So far we've kept training behind a closed door: we hand the album to our painter, we wait, and at some point a bracelet comes back. So what actually goes on behind that door? Time to step into the kitchen. The machinery inside is surprisingly simple: one small ritual, repeated thousands of times. Once we can picture that ritual, the parameters stop being folklore we picked up somewhere and turn into knobs we genuinely know how to use.
What actually happens in one step?
Every training step is the same five moves:
- A card is drawn from the album. One of the images comes to the table, caption in tow.
- It gets smudged. A random amount of noise is poured over the image. Sometimes it's a light haze, sometimes there's almost nothing left of the picture but raw static. So the difficulty of each repetition is decided, in effect, by a roll of the dice.
- We ask for it back. We ask our painter, bracelet on, to undo the smudge. The only clues in hand are the ruined image and the caption.
- The attempt is scored. The painter's reconstruction is compared with the original, pixel by pixel in the model's internal space, and the difference collapses into a single number: loss. A zero would have meant a perfect guess.
- The bracelet gets its fine crafting. For every weight in the LoRA, the trainer works out which tiny change would lower that score. That direction has a name: the gradient. Each weight moves along it, gradient times
learning_rate. The base model sits frozen the whole time; only the bracelet takes the lesson.

Two lessons fall out of this ritual. First, the caption isn't decoration; it's half of the question we put to the painter (which is exactly why chapter 3 made such a fuss about it). Second, because the noise amount is re-rolled at every step, some repetitions come easy and some are genuinely hard, and the score bounces around accordingly. Keep that one in your back pocket; we'll need it in a minute.
Reading the loss curve
Plot the score of every step in a run and we get the loss curve: the heart monitor of training, if you like. Almost every chart we'll ever face settles into one of these three rhythms:
Healthy run
The curve is noisy, but the overall trend heads downhill and flattens out at the end. The jitter is perfectly normal: the painter attempts a randomly difficult exercise at every step.
Learning rate too high
There's a fast drop at the start, then the corrections begin overshooting and the loss climbs and thrashes.

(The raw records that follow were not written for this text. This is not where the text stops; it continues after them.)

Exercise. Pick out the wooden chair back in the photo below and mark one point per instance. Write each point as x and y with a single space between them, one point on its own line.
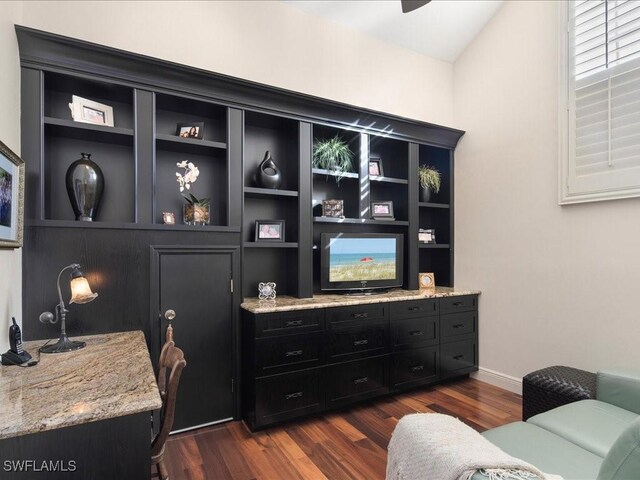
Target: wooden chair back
170 368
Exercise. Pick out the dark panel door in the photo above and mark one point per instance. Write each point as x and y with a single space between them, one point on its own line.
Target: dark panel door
196 284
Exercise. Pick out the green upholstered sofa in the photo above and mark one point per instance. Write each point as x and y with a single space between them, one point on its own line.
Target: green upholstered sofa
586 440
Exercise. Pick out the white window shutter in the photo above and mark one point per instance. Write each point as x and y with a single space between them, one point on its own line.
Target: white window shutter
603 101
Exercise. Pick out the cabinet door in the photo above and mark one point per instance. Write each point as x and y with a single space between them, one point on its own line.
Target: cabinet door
195 282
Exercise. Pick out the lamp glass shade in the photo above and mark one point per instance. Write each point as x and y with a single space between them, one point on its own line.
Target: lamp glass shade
81 291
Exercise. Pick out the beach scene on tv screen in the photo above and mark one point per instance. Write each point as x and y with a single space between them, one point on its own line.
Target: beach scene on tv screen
356 259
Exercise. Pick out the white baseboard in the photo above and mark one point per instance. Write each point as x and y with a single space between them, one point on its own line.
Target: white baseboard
498 379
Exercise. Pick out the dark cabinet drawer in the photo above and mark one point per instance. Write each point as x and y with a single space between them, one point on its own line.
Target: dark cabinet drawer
455 325
460 303
458 357
413 333
281 397
414 367
361 312
285 323
277 354
357 339
414 308
354 381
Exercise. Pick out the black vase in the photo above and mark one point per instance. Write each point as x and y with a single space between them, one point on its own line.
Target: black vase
85 184
268 174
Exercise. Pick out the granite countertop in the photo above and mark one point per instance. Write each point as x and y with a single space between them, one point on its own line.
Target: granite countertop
111 377
285 303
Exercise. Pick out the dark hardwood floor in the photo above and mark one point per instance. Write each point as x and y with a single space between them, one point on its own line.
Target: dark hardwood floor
346 444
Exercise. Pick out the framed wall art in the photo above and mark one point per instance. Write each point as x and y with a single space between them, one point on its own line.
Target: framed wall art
87 111
269 231
11 198
382 210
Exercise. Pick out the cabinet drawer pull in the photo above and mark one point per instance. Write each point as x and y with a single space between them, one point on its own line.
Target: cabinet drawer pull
293 395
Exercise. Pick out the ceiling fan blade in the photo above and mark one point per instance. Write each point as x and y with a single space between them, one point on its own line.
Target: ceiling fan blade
411 5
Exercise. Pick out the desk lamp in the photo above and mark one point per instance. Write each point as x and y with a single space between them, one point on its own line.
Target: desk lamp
80 293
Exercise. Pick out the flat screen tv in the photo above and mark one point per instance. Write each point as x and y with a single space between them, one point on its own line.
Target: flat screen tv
361 261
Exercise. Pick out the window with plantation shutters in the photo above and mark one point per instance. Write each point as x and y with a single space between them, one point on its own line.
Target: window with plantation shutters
601 106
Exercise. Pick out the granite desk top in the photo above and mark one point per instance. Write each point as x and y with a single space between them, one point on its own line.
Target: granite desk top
285 303
111 377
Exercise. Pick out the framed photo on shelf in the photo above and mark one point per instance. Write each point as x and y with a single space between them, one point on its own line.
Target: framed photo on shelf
190 130
87 111
269 231
375 166
333 208
11 198
382 210
427 235
426 280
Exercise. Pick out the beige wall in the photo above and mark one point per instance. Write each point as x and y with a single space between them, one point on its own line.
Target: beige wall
560 284
267 42
10 260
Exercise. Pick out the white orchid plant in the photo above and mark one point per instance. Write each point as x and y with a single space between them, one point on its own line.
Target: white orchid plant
188 178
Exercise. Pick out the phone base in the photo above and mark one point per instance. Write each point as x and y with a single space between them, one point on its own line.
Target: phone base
63 345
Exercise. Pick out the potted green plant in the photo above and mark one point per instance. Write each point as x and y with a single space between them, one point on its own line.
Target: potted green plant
333 155
196 210
429 178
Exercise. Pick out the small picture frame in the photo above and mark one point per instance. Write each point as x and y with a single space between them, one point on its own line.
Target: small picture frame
375 166
426 280
382 210
267 290
269 231
190 130
11 198
168 218
427 235
87 111
333 208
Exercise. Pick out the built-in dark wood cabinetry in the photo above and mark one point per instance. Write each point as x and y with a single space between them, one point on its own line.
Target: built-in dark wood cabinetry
306 361
243 120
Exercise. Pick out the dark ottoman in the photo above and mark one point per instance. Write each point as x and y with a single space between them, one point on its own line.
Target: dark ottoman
553 387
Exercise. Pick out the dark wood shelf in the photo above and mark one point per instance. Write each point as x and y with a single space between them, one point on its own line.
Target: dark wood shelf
360 221
376 178
319 171
129 226
270 244
59 122
267 192
433 205
161 137
433 245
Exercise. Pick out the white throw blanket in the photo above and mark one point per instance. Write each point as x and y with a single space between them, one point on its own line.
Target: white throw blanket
431 446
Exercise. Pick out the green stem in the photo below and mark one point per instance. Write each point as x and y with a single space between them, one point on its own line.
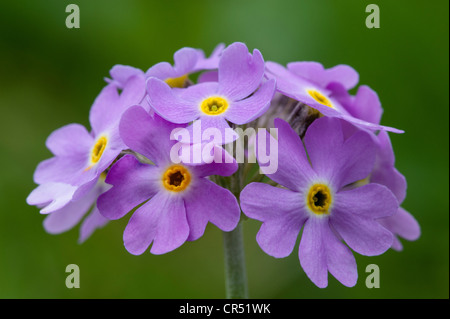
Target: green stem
235 272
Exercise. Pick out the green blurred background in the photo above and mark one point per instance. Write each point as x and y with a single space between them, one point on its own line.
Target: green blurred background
50 76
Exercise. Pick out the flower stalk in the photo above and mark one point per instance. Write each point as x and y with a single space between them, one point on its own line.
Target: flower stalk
235 271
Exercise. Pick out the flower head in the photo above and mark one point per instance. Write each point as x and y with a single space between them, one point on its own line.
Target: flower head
325 90
69 182
187 60
315 197
177 200
239 96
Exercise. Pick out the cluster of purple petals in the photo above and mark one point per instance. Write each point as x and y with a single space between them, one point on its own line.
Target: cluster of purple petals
120 165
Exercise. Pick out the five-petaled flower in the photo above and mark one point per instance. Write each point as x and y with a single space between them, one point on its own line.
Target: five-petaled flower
178 199
239 96
315 197
336 177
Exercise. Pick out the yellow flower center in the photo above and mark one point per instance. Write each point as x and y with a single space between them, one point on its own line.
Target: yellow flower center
319 199
214 105
97 151
177 82
319 97
176 178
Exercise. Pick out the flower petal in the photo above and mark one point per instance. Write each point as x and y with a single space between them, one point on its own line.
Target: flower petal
315 72
169 105
247 110
312 252
370 200
219 163
280 211
147 135
51 196
402 224
202 206
70 215
294 169
185 60
133 182
240 73
120 74
72 139
92 222
353 218
162 220
340 260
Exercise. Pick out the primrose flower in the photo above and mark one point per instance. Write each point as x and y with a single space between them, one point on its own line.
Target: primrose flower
177 200
69 182
187 60
239 96
325 90
65 210
315 197
402 223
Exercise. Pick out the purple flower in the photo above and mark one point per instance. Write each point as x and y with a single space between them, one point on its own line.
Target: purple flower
69 182
177 200
325 90
239 96
402 223
315 197
79 156
187 60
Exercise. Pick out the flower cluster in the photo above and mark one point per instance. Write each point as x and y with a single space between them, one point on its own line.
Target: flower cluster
335 183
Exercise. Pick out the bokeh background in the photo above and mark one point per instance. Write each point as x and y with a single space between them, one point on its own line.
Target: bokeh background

At this point the run is breaking more than it teaches.
Overfitting
The album loss (indigo) keeps inching down forever. But quality on prompts the album never showed (copper, dashed) turns around and gets worse. The marked dot is where we actually needed to stop.
A few habits make these curves much easier to read:
- Look at the trend, not the dots. That jitter comes from the difficulty dice we just talked about; it isn't a sign of trouble. Squint until fifty steps blur into one.
- A flattening curve isn't a failing curve. Once the trend has gone horizontal, extra steps have little left to give. A flat, low curve usually means the run is finished rather than stuck.
- Loss isn't quality. This number only measures how well the album images get rebuilt. Past the overfit elbow it keeps improving while the LoRA gets worse at everything we actually care about. See that dashed copper line? That's the line we're paying for, and no trainer prints it as a number. The only way to see it is through validation samples.
- Don't chase zero. Part of every repetition goes toward rebuilding noise that is genuinely random, and nobody predicts randomness. Every run has a floor it will oscillate around forever; forcing it toward zero buys us nothing except memorization.
A tour of the bench
Now that we've watched the loop, that long parameter list loses its bite; we can walk it like a single tour of the bench. First, the knobs that decide what gets studied:
image_data_url
The album itself: the URL of the zip we packed, holding the images and any caption files riding along with them.
Some trainers call this field images_data_url or training_data_url. Same album, different label stuck on the shelf.
trigger_phrase
The call word we work into the captions, so the learned skill gets a name we can summon when writing prompts.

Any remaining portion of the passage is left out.